I currently have a reflection seismology project to investigate the Proterozoic construction of southwestern North America by terrane accretion to the Archean craton, and subsequent controls of the Proterozoic sutures on modern tectonics. This project, known as CDROM (Continental Dynamics of the Rocky Mountains), is part of a 12 institution structural, geochemical, geochronologic, and active and passive seismic study funded by the NSF Continental Dynamics Program. CDROM is a follow on to the Lithoprobe/NSF Continental Dynamics Deep Probe continental scale refraction project along the western cordillera.
With two other researchers from the Center for Computational Geophysics (Colin Zelt in G&G and Bill Symes in CAAM) I have project to develop imaging methods for high resolution seismic data for environmental studies funded by DOE.
A large part of our research is devoted to developing innovative seismic data processing methods for deep data, including depth migration algorithms for vertical-incidence and wide-angle seismic data, and synthetic seismogram algorithms for 2 and 3-dimensionally heterogeneous media.

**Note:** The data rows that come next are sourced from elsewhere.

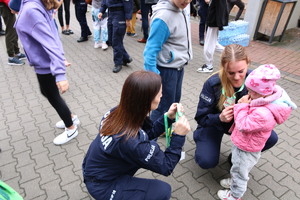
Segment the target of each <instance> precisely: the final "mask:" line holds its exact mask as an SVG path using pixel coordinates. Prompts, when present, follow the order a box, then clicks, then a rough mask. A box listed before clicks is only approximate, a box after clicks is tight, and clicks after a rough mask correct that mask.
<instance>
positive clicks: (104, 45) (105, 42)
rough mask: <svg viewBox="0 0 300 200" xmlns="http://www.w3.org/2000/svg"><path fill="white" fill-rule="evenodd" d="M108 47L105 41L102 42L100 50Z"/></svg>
mask: <svg viewBox="0 0 300 200" xmlns="http://www.w3.org/2000/svg"><path fill="white" fill-rule="evenodd" d="M107 48H108V45H107V44H106V42H103V43H102V50H103V51H104V50H106V49H107Z"/></svg>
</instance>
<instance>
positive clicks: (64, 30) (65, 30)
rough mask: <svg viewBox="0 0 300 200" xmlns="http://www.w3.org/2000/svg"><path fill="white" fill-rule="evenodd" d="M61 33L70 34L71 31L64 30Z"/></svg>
mask: <svg viewBox="0 0 300 200" xmlns="http://www.w3.org/2000/svg"><path fill="white" fill-rule="evenodd" d="M61 33H62V34H64V35H70V33H69V32H68V30H63V31H62V32H61Z"/></svg>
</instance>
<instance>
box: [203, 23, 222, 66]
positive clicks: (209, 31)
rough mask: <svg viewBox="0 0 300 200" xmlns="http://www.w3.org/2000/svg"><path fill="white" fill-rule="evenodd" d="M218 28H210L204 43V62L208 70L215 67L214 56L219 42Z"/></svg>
mask: <svg viewBox="0 0 300 200" xmlns="http://www.w3.org/2000/svg"><path fill="white" fill-rule="evenodd" d="M218 30H219V28H218V27H208V28H207V31H206V37H205V43H204V50H203V53H204V60H205V64H206V65H207V67H208V68H212V67H213V56H214V52H215V48H216V44H217V40H218Z"/></svg>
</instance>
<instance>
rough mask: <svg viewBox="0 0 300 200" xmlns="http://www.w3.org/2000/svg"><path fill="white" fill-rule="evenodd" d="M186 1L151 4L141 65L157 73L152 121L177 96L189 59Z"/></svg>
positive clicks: (162, 113)
mask: <svg viewBox="0 0 300 200" xmlns="http://www.w3.org/2000/svg"><path fill="white" fill-rule="evenodd" d="M189 3H190V1H186V0H171V1H169V0H161V1H159V2H158V3H157V4H156V5H154V6H153V15H152V23H151V29H150V36H149V38H148V41H147V44H146V47H145V50H144V68H145V70H148V71H153V72H155V73H157V74H160V76H161V79H162V93H163V97H162V99H161V102H160V104H159V106H158V108H157V109H156V110H154V111H152V113H151V116H150V117H151V120H153V121H155V120H157V119H158V118H159V117H160V116H162V115H163V114H164V113H165V112H166V111H167V110H168V108H169V107H170V106H171V104H172V103H173V102H179V101H180V98H181V88H182V80H183V75H184V67H185V66H186V65H187V64H188V61H189V60H191V59H192V46H191V41H190V37H189V35H190V24H189V23H188V20H187V15H186V10H184V8H185V7H187V5H189ZM177 30H181V31H177Z"/></svg>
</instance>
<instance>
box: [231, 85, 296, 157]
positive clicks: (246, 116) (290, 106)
mask: <svg viewBox="0 0 300 200" xmlns="http://www.w3.org/2000/svg"><path fill="white" fill-rule="evenodd" d="M284 97H287V98H284ZM292 107H293V108H295V104H294V103H293V102H291V100H290V98H289V97H288V95H287V94H286V92H285V91H284V90H283V89H282V88H281V87H279V86H278V85H276V86H275V89H274V93H273V94H272V95H270V96H267V97H265V98H263V97H261V98H258V99H254V100H252V101H251V102H250V104H248V103H240V104H235V105H234V121H235V126H234V129H233V132H232V134H231V140H232V142H233V144H234V145H236V146H237V147H238V148H239V149H241V150H243V151H248V152H259V151H261V150H262V149H263V147H264V146H265V143H266V141H267V140H268V138H269V137H270V135H271V131H272V130H273V129H274V127H275V125H276V124H282V123H283V122H284V121H285V120H287V119H288V117H289V115H290V113H291V111H292ZM296 107H297V106H296Z"/></svg>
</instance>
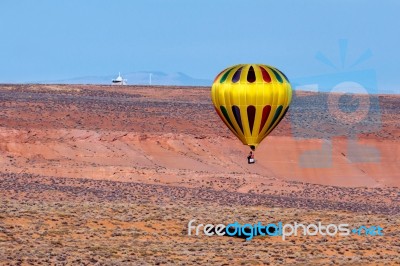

To characterize the highly heterogeneous rocks found in the crystalline crust we have developed stochastic models of igneous and metamorphic rocks, providing a statistical description of rock fabrics and seismic velocities.
I'm currently engaged in work for IRIS, the Incorporated Research Institutions for Seismology, and for the USArray initiative:
USArray: An Earth Sciences initiative to investigate the North American continent
I will be participating in the Mathematical Geophysics Summer School at Stanford University from Juuly 31-August 18, 2000.